Estas fotos de la luna de los años 60 se revelaron en el espacio
Para encontrar lugares seguros donde pudieran aterrizar los astronautas de la Apolo, la NASA diseñó cinco satélites de reconocimiento que transportaban tecnología confidencial de defensa.
Antes de que Neil Armstrong diera su primer paso histórico en la luna, la NASA necesitaba saber dónde podría aterrizar la Apolo 11 sana y salva. A principios de los años 60, los mapas de la superficie lunar con los que contábamos se basaban en fotografías sacadas desde la Tierra y unos cuantos satélites estadounidenses y soviéticos, ninguno de los cuales fue capaz de capturar la amplitud y los detalles necesarios para encontrar puntos de aterrizaje sin rocas ni cráteres peligrosos.

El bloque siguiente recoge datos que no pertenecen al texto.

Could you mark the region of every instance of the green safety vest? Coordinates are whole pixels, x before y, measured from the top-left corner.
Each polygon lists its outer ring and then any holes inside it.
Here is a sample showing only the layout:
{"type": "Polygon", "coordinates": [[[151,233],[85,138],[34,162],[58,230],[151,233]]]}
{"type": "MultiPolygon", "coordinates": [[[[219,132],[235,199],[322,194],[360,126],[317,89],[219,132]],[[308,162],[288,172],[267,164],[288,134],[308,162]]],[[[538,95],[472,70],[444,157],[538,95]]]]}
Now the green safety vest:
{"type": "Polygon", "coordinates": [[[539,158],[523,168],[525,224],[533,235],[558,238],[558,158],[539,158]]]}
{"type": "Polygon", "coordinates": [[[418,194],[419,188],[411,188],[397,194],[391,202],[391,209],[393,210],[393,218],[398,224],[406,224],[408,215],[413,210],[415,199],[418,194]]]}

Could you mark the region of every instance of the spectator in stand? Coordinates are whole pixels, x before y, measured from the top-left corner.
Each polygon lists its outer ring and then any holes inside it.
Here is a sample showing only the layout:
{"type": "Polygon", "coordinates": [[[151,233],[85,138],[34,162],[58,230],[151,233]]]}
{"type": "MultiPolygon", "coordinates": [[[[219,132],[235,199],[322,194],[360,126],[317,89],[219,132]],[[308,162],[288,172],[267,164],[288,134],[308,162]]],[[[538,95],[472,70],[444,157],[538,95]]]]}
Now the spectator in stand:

Por eso la agencia espacial puso en marcha su programa Lunar Orbiter, una flota de cinco satélites casi idénticos enviada entre 1966 y 1967 para cartografiar la luna. El Lunar Orbiter 3, que sacó fotos entre el 15 y el 23 de febrero de 1967, confirmó lugares de aterrizaje seguros para el programa Apolo y devolvió unas de las últimas fotos de la luna antes de que los humanos pusieran pie en suelo lunar.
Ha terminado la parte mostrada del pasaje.